Far too many case studies and “value propositions” we see are conveying the value a solution – any solution of the same type – might imbue for the customer, but fail to convey how the seller’s unique solution is uniquely positioned to deliver a greater value than the competition. As we dig deep into the reason for this, its often because the seller is unaware of the competition and under the belief that what they are doing is unique. We touch upon this in a blog from 2019 entitled “True Innovation Requires a Unique Sales Approach.”
Furthermore, it is not uncommon that a customer may first need to be convinced a solution type has value and thus warrants a purchasing decision before embarking to understand how the different solutions of a similar type are in fact different and thus will deliver different outcomes. Put another way, a customer needs to first decide to buy something to solve a particular problem before they decide what specific thing to buy (a specific vendor’s solution). This is something we discussed in another 2019 blog entitle “Slow is Smooth, Smooth is Fast.”
When truly innovative – “before the chasm” – a case study and its reported benefits will both show the benefits of a solution “like yours” and your solution in particular. Because your solution is the only one like it (aka, “innovative”), to obtain the impact reported the customer must implement your solution; its the only option they have. But the moment other solutions similar to yours enter the market your case studies may be helping those competitors sell their solutions as much as selling your own. While that may make you a thought-leader and an innovator you will need to update your case studies and begin reporting on the relative value of those things that make your solution unique when compared to the competition, or you stand to lose market share or margins as pricing pressures mount as the key differentiator among commodities.

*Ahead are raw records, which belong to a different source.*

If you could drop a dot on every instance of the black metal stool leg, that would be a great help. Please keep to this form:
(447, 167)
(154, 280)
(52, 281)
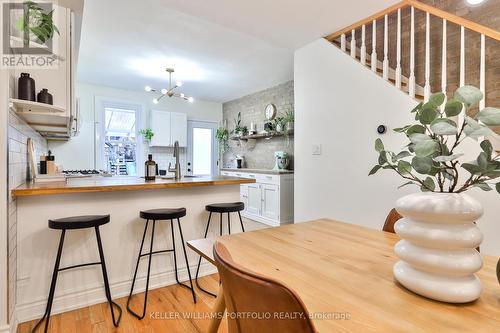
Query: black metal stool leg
(52, 286)
(241, 222)
(116, 322)
(149, 271)
(187, 262)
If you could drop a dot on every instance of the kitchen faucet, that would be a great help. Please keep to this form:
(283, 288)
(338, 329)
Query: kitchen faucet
(177, 168)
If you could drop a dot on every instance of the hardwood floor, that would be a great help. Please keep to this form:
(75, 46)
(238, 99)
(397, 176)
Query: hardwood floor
(170, 309)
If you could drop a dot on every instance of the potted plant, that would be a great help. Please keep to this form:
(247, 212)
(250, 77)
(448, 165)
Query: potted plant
(147, 133)
(439, 237)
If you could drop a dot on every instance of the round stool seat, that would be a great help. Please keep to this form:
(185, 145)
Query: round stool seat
(226, 207)
(79, 222)
(163, 213)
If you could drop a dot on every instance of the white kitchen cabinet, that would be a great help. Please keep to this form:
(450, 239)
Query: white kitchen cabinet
(168, 127)
(269, 200)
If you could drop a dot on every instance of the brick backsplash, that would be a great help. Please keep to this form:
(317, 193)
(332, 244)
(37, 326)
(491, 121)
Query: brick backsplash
(18, 132)
(252, 111)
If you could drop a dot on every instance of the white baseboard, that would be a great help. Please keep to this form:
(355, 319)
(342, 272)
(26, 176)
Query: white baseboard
(75, 300)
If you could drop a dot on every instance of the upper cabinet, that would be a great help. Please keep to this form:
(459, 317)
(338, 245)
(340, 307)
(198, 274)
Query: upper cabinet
(168, 127)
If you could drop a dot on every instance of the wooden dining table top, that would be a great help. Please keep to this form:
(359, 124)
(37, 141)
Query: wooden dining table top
(343, 274)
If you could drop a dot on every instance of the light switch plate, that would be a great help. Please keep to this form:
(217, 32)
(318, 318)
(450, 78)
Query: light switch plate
(316, 149)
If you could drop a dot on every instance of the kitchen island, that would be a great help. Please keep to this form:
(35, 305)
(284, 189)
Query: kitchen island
(123, 198)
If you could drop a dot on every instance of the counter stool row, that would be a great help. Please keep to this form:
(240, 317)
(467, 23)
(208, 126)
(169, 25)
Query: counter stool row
(151, 216)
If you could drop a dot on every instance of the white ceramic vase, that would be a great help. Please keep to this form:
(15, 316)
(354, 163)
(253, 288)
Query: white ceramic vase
(438, 247)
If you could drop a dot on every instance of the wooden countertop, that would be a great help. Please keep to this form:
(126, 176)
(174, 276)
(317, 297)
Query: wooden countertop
(124, 183)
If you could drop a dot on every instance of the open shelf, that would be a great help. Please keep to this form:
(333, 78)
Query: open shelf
(267, 135)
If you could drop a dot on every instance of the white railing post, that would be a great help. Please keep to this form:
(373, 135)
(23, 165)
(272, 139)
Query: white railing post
(385, 72)
(353, 43)
(482, 71)
(411, 79)
(427, 86)
(363, 45)
(374, 46)
(398, 52)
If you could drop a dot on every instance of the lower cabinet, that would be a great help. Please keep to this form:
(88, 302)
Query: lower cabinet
(269, 200)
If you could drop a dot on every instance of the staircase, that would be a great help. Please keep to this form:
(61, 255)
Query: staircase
(418, 57)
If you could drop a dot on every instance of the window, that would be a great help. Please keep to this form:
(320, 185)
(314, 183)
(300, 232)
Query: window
(119, 139)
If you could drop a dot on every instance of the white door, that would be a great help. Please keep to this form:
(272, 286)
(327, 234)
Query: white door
(270, 201)
(202, 148)
(254, 205)
(178, 128)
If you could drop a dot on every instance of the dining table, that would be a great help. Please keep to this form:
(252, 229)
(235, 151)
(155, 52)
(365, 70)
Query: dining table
(343, 274)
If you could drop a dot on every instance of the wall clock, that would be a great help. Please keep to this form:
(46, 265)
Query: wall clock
(270, 111)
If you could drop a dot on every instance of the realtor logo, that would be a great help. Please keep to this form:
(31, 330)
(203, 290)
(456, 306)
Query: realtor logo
(29, 34)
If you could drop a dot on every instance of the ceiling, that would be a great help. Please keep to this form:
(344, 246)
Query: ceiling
(220, 49)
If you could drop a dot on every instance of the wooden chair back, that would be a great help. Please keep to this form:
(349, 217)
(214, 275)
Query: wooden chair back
(256, 303)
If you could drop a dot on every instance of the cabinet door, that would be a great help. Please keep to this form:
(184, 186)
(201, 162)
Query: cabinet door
(270, 201)
(160, 124)
(178, 128)
(254, 205)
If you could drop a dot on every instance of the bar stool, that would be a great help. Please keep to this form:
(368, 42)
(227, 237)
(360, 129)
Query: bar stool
(221, 208)
(159, 215)
(75, 223)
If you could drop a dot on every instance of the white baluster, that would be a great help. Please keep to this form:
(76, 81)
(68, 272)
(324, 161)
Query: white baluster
(482, 71)
(374, 46)
(353, 43)
(427, 86)
(444, 62)
(385, 72)
(398, 52)
(462, 56)
(411, 79)
(363, 45)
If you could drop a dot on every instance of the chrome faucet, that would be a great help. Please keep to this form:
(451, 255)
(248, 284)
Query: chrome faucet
(177, 168)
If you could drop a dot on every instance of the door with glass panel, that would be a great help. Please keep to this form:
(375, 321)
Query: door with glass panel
(202, 148)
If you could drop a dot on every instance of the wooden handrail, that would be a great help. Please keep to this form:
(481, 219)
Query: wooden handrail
(491, 33)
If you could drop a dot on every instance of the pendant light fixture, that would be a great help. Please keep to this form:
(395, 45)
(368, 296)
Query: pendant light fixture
(170, 92)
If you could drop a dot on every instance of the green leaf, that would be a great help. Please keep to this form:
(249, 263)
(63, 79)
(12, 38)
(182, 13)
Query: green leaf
(427, 114)
(426, 148)
(429, 185)
(447, 158)
(374, 170)
(422, 165)
(469, 95)
(483, 186)
(444, 126)
(487, 147)
(437, 99)
(404, 167)
(379, 146)
(415, 129)
(489, 116)
(453, 108)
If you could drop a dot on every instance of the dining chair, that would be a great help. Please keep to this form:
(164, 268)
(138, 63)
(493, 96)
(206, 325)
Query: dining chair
(256, 303)
(391, 219)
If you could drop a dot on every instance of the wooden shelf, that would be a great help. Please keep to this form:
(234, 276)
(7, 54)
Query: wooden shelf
(268, 135)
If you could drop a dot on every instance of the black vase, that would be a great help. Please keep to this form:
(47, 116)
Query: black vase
(26, 88)
(45, 97)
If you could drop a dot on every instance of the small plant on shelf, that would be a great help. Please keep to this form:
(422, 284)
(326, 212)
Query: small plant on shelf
(147, 133)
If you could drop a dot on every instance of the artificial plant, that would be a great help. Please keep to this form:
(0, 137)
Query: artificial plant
(431, 160)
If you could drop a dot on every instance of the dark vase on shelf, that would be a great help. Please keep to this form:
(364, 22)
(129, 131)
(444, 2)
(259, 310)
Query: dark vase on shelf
(26, 88)
(45, 97)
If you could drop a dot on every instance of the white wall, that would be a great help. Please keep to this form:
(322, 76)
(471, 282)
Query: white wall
(339, 104)
(78, 153)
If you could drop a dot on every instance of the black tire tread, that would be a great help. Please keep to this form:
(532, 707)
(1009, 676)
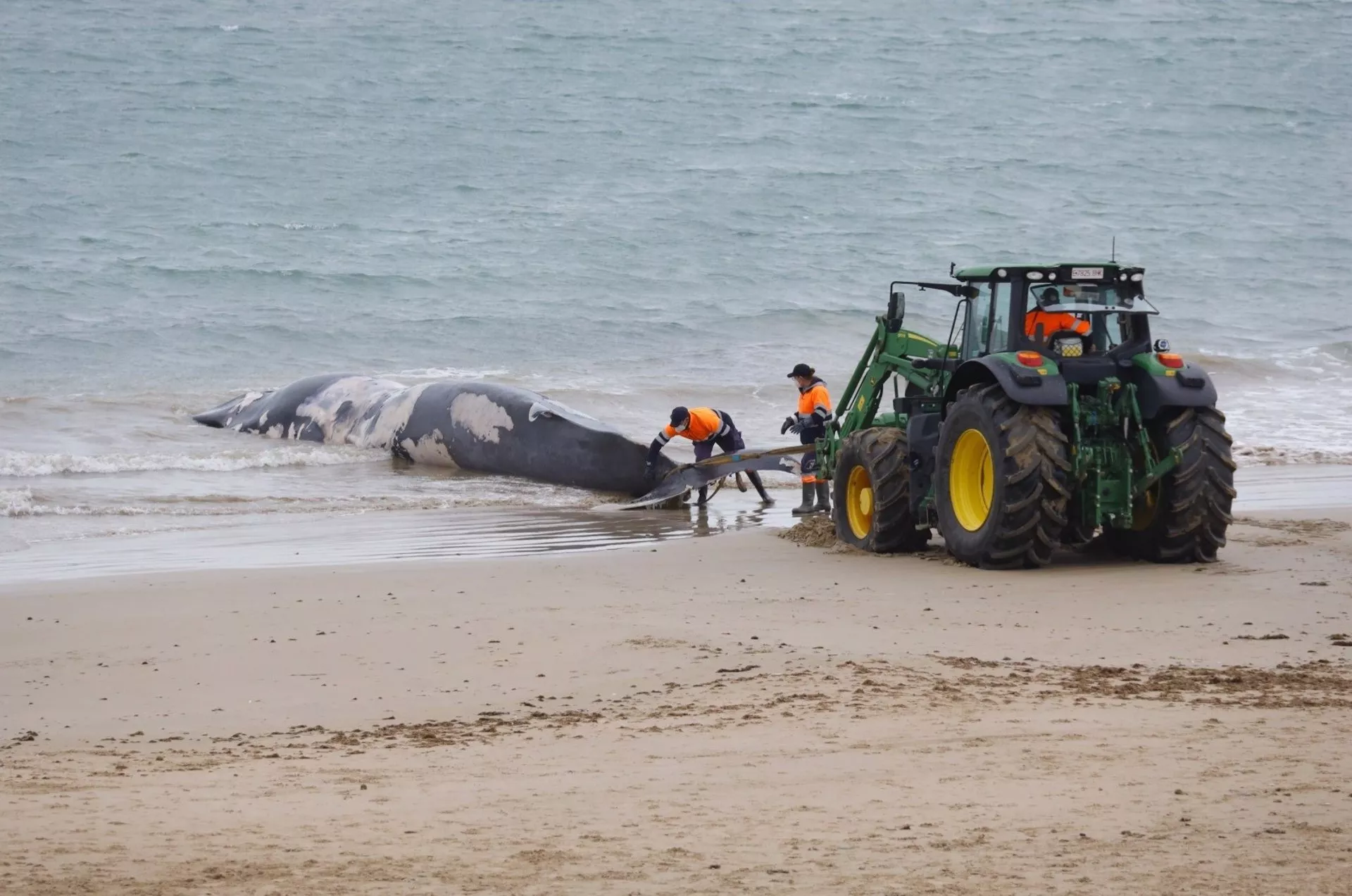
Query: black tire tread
(1033, 457)
(1196, 498)
(883, 452)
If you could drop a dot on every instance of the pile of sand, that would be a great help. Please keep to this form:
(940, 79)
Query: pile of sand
(817, 530)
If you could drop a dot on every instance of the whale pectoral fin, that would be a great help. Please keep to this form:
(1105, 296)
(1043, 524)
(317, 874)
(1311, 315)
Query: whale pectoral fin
(693, 476)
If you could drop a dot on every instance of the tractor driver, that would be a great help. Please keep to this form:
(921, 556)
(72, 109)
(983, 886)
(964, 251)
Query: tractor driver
(1051, 322)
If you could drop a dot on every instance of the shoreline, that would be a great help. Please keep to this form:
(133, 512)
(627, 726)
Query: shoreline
(579, 724)
(325, 540)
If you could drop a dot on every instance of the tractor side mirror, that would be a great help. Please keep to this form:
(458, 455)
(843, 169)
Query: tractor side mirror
(896, 311)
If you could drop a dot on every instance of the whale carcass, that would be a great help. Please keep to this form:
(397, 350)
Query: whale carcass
(475, 426)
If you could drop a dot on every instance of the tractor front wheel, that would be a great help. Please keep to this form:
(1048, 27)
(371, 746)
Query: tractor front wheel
(1001, 483)
(1182, 519)
(874, 493)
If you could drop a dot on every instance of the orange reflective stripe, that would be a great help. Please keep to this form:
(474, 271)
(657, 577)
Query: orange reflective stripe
(703, 424)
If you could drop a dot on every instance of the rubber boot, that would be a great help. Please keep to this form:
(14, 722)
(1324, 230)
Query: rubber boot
(760, 487)
(806, 507)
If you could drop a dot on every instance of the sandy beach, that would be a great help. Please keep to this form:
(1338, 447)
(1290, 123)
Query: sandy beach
(709, 715)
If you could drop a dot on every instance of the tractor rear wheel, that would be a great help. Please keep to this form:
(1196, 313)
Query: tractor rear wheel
(1001, 483)
(872, 486)
(1182, 519)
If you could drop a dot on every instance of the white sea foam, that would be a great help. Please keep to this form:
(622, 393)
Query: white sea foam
(23, 464)
(23, 503)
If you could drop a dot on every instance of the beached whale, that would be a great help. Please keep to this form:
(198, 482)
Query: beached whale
(473, 426)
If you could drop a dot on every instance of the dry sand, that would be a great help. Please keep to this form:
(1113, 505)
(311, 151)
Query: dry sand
(736, 714)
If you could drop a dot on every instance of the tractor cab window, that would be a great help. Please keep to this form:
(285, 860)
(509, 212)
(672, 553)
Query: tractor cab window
(1077, 318)
(999, 329)
(978, 322)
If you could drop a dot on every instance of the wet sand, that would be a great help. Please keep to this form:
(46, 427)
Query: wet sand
(327, 540)
(699, 717)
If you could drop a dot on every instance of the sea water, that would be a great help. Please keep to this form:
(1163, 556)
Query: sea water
(625, 207)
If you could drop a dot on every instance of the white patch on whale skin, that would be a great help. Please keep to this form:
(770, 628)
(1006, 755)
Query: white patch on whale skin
(429, 449)
(249, 398)
(382, 430)
(361, 393)
(480, 415)
(548, 407)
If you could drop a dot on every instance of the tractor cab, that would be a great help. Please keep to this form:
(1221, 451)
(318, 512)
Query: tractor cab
(1065, 311)
(1047, 417)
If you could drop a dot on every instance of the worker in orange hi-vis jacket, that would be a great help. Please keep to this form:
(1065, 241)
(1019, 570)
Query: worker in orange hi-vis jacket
(708, 429)
(814, 412)
(1043, 323)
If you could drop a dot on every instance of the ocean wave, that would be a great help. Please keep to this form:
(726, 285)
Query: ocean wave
(1272, 456)
(25, 464)
(445, 373)
(23, 503)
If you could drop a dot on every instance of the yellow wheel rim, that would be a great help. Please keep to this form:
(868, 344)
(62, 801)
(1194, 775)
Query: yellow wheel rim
(971, 480)
(859, 502)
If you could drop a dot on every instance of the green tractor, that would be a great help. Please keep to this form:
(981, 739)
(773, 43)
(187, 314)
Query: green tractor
(1049, 417)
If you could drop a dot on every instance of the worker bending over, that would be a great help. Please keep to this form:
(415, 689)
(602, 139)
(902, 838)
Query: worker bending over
(706, 427)
(814, 412)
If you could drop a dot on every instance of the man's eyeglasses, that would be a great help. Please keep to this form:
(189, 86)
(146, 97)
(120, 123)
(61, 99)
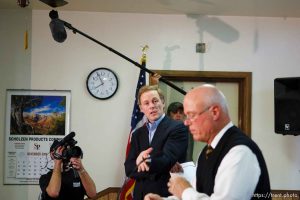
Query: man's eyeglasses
(193, 116)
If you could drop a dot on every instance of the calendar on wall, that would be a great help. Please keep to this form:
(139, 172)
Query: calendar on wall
(34, 119)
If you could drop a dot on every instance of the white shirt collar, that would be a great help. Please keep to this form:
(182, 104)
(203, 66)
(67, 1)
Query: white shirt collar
(220, 134)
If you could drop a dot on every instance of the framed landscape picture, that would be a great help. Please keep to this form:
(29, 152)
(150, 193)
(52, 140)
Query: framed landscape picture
(34, 119)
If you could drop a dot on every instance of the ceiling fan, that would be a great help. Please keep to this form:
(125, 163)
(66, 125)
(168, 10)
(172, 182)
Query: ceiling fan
(54, 3)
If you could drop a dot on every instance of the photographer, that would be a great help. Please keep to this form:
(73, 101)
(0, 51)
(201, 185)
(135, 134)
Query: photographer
(68, 179)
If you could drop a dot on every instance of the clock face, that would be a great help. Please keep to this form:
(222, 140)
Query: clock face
(102, 83)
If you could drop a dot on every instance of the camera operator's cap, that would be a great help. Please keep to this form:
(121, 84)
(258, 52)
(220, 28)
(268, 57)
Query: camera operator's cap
(174, 107)
(53, 145)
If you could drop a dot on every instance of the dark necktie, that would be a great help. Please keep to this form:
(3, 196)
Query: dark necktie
(208, 151)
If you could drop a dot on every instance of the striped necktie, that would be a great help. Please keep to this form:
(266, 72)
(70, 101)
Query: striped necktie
(208, 151)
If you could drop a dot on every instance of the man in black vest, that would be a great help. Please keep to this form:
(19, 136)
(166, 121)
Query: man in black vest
(231, 166)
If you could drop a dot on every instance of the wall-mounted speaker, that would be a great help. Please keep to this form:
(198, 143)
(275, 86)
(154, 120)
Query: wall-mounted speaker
(287, 105)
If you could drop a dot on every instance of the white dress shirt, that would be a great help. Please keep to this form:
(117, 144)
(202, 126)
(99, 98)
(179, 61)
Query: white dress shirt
(237, 175)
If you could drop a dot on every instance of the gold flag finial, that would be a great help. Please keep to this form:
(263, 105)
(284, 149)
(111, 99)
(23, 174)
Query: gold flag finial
(144, 50)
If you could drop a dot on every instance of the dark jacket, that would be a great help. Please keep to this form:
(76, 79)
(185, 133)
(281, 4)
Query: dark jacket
(169, 144)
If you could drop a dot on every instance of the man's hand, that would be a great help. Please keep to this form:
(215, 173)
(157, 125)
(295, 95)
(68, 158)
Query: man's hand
(177, 168)
(177, 185)
(152, 196)
(140, 161)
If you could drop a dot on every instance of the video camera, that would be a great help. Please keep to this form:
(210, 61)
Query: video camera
(70, 150)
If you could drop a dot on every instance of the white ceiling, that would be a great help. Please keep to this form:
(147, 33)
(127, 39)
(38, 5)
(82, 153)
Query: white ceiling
(267, 8)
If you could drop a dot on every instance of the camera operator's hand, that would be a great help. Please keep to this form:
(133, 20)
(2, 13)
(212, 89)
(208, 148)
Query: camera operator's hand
(57, 154)
(77, 164)
(86, 180)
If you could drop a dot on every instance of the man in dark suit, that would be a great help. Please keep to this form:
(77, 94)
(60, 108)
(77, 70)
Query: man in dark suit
(231, 166)
(156, 146)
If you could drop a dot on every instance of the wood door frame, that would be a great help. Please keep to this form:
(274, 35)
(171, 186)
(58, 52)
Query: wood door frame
(243, 79)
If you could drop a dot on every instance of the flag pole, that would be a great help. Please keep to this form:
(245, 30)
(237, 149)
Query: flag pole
(74, 30)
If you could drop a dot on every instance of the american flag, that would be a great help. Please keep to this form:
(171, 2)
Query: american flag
(137, 120)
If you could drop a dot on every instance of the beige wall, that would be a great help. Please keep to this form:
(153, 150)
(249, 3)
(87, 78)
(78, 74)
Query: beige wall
(268, 47)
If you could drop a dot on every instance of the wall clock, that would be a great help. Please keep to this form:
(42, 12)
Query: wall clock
(102, 83)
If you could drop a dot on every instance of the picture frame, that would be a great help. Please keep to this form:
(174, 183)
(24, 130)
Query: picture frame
(34, 119)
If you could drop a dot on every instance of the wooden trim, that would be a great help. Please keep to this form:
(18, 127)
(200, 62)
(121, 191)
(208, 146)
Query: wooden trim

So what do you’re case studies convey? Are they demonstrating the impact a solution like yours might have on the customer’s business? Or are they conveying the impact only your solution can deliver relative to competitive solutions?
Furthermore, when considering the competition are you broadly consider all potential solutions to the specific problem? Or only solutions “like yours?” This is where “do nothing” often-times wins out in the end.
This is why competitive understanding and differentiation is so crucial. And why it should be problem-centric and not solution-centric. It is also why ongoing account management efforts can be crucial as well as we continually update the library of use-cases and impact studies that inform our case studies. Without these efforts as part of the business, you might find yourself like Gutenberg discussing how you can improve productivity of printing while ebooks put you out of business. Or perhaps a more modern example, you may be the Blockbuster competing with Netflix. Does anyone even remember Blockbuster?